Historicamente, um dos recursos utilizados pelas oligarquias para o exercício, usufruto e perpetuação de suas posições no aparelho estatal é o chamado “poder da caneta”. Graças a ele, os amigos do detentor da caneta eram privilegiados enquanto os seus adversários ou os que não se alinhavam a esquemas, eram ignorados, preteridos ou perseguidos.
De certa forma, a evolução da democracia brasileira e de nossas instituições republicanas pode ser vista como uma luta incessante para reduzir o poder da caneta e fazer prevalecer princípios democráticos como os da legalidade, impessoalidade, moralidade, publicidade e eficiência.
A realização de concursos públicos democratizou o acesso ao serviço público e reduziu a prática secular de nomear “amigos do rei” para cargos de magistratura, magistério, fisco etc.
O estabelecimento de normas tributárias e financeiras, com força constitucional, reduziu o arbítrio na cobrança e na não-cobrança de impostos e taxas, bem como na aplicação dos recursos arrecadados que deve obedecer às leis orçamentárias e de responsabilidade fiscal.
Outro campo dessa batalha incessante entre o patrimonialismo e a República são as contratações da administração pública e os pagamentos delas decorrentes. Até pouco tempo, não eram incomuns situações em que se contratavam apenas os que comungavam da mesma aliança política dos contratantes ou com eles partilhavam seus ganhos. Em outra modalidade, a contratação se dava de forma imparcial, mas só recebiam por seus produtos e serviços aqueles que aceitavam determinadas condições, não explicitadas nos editais, mas exigidas pelos “donos da caneta”.
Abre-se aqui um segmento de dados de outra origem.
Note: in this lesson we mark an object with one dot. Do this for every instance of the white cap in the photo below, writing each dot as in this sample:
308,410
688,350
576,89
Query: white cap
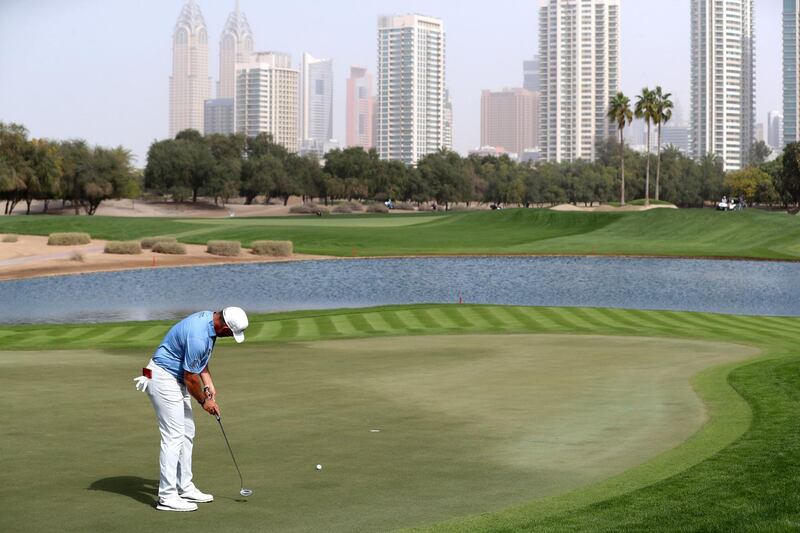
236,319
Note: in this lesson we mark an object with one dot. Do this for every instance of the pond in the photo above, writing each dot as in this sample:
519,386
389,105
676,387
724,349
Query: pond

De modo a minimizar o problema e assegurar o direito dos contratados, a Lei 14.133/2021, a Nova Lei de Licitações e Contratos – NLL, buscou aprimorar um mecanismo originado na anterior Lei 8.666/1993: a ordem cronológica da exigibilidade de pagamentos. A ideia é simples: na medida em que os contratados cumprem as suas obrigações e comprovam o direito de receber os respectivos valores, a chamada liquidação da despesa, passam a formar uma “fila”. Ao efetuar os pagamentos, o gestor público não pode bagunçar essa fila, privilegiando uns em detrimento de outros. É obrigado a seguir a ordem cronológica.
Tem mais: essa fila não é secreta, pois cada órgão público deve disponibilizar, mensalmente, em seção específica de acesso à informação em seu sítio na internet, a ordem cronológica de seus pagamentos.
Existem algumas regras que visam dar praticidade ao processo. Primeiro: haverá uma fila por cada fonte diferenciada de recursos. Por exemplo, pagamentos relativos a transferências do SUS estão numa fila diferente dos de receita própria do órgão. Segundo: para cada fonte de recursos, haverá uma ordem cronológica para as seguintes categorias de contratos: fornecimento de bens; locações; prestação de serviços; e realização de obras.
Assim como nos bancos e supermercados existe um atendimento preferencial a gestantes e idosos, a NLL também prevê hipóteses excepcionais de alteração na ordem cronológica como, por exemplo, para o pagamento a microempresa, empresa de pequeno porte, agricultor familiar, produtor rural pessoa física, microempreendedor individual e sociedade cooperativa, desde que demonstrado o risco de descontinuidade do cumprimento do objeto contratual. Tais hipóteses exigem mediante prévia justificativa da autoridade competente e posterior comunicação ao órgão de controle interno da Administração e ao tribunal de contas, além de serem divulgadas na internet.
A inobservância imotivada da ordem cronológica de pagamentos ensejará a apuração de responsabilidade do agente responsável, cabendo aos órgãos de controle a sua fiscalização, sendo que o pagamento de fatura com preterição da ordem cronológica de sua exigibilidade passou a ser considerado crime, tipificado no art. 337-H do Código Penal, punido com reclusão, de quatro a oito anos, e multa.
Para a NLL, a fila de pagamentos é republicana e democrática. Viva a fila e abaixo a caneta!
Luiz Henrique Lima é professor e Auditor Substituto de Conselheiro do TCE-MT.